Глава X. Первые рецензии
Петербургские гастроли Рихарда Вагнера
ГЛАВА X.
ПЕРВЫЕ РЕЦЕНЗИИ
Сергей Сергеевич проснулся только к обеду. Голова раскалывалась от боли, во рту ощущалась невыносимая сухость. Взяв с прикроватной тумбы стакан с водой, юноша не смог удержать его в дрожащей руке и облил ночную рубаху. Он с трудом присел и стал прислушиваться к тягучим, ноющим, блуждающим звукам, идущим откуда-то из подсознания.
- Ну что, Ваше благородие, пришла квасная язя? – заботливо спросил тихо вошедший в спальную лакей, всегда называвший обычный бодун таким странным выражением.

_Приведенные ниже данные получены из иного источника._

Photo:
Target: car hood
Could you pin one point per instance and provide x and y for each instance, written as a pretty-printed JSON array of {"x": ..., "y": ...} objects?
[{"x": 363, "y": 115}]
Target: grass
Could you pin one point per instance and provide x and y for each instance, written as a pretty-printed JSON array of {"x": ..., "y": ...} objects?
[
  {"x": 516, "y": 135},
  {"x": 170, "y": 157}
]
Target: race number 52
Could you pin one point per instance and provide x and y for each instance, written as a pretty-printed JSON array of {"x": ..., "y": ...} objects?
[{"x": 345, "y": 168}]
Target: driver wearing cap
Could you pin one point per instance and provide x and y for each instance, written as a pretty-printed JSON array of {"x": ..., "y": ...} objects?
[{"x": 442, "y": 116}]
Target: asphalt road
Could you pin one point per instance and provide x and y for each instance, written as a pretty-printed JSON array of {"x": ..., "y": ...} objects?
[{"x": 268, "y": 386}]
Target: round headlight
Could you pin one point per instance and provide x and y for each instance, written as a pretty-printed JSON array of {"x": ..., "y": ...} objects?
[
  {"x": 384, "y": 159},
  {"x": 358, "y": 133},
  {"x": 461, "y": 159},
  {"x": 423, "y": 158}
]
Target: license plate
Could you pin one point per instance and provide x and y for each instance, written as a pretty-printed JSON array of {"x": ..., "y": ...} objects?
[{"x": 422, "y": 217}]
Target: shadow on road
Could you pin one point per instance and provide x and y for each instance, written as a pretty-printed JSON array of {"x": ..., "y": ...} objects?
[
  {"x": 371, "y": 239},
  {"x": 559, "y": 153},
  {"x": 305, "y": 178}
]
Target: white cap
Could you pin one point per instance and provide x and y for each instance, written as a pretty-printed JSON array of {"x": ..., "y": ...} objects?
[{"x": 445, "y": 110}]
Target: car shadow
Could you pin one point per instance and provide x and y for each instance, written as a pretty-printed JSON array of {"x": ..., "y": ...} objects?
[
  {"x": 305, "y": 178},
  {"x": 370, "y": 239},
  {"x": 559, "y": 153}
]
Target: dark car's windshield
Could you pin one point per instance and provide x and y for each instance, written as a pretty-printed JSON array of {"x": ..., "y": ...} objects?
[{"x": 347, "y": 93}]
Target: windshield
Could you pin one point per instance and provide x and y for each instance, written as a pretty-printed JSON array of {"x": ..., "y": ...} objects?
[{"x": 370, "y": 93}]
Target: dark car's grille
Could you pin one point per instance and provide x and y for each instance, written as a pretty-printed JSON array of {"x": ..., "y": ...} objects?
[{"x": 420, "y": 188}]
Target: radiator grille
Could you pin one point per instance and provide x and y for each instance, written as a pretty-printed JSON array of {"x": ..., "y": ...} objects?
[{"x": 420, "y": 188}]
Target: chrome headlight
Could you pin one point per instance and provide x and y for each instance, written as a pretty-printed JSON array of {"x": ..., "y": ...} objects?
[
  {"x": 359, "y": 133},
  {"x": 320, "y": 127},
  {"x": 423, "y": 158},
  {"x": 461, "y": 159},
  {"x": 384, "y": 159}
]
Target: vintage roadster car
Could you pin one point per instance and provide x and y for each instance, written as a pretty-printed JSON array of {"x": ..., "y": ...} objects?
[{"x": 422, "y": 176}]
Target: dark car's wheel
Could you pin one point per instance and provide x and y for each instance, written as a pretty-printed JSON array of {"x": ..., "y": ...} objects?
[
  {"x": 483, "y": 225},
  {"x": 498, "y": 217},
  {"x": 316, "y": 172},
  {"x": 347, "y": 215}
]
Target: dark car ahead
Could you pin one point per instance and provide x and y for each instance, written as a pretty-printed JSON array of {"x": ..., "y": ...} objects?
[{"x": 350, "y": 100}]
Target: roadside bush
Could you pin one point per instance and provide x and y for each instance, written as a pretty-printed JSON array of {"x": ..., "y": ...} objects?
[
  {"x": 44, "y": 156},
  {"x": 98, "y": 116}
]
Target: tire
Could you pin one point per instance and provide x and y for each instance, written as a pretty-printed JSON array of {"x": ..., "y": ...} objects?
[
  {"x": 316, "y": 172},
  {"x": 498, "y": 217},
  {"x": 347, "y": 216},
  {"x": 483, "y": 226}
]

- Пришла, Егор, пришла… Вот только не пойму, отчего? Не так уж много я вчера выпил бургундского… – Сергей потянулся и прикрыл лицо руками.
- Истинная правда, Ваше благородие. Совсем немного. Мсьё Пьер и Герман привели вас уже под утро. Клянусь, вы выглядели намного бодрее и говорили более внятно, чем эти пропойцы, только вот пели. Я из окна услышал ваш прекрасный голос, когда вы ещё вдали от дома шли. Вся Итальянская улица слышала.
- Под утро? Как-то это странно, Егор. «Доминик» ведь к трём уже закрывается. Ничего не помню. А что я пел?
- Это нужно у вас спросить, мне вы сей тайны не раскрыли – мелодия была без слов. Мсьё Герман пытался за вас объясниться, да он и двух слов связать не мог. Я лишь разобрал имя какой-то немки, Изольды, и грешным делом подумал, что после концерта в Дворянском собрании компания ваша подалась в Рождественскую часть. Много там развелось фрау, заманивающих молодых господ всякими непристойностями.
- О, боже! Так вот какие звуки преследуют меня! Изольда! – Сергей чуть оживился, а потом закрыл глаза и опустил голову на грудь.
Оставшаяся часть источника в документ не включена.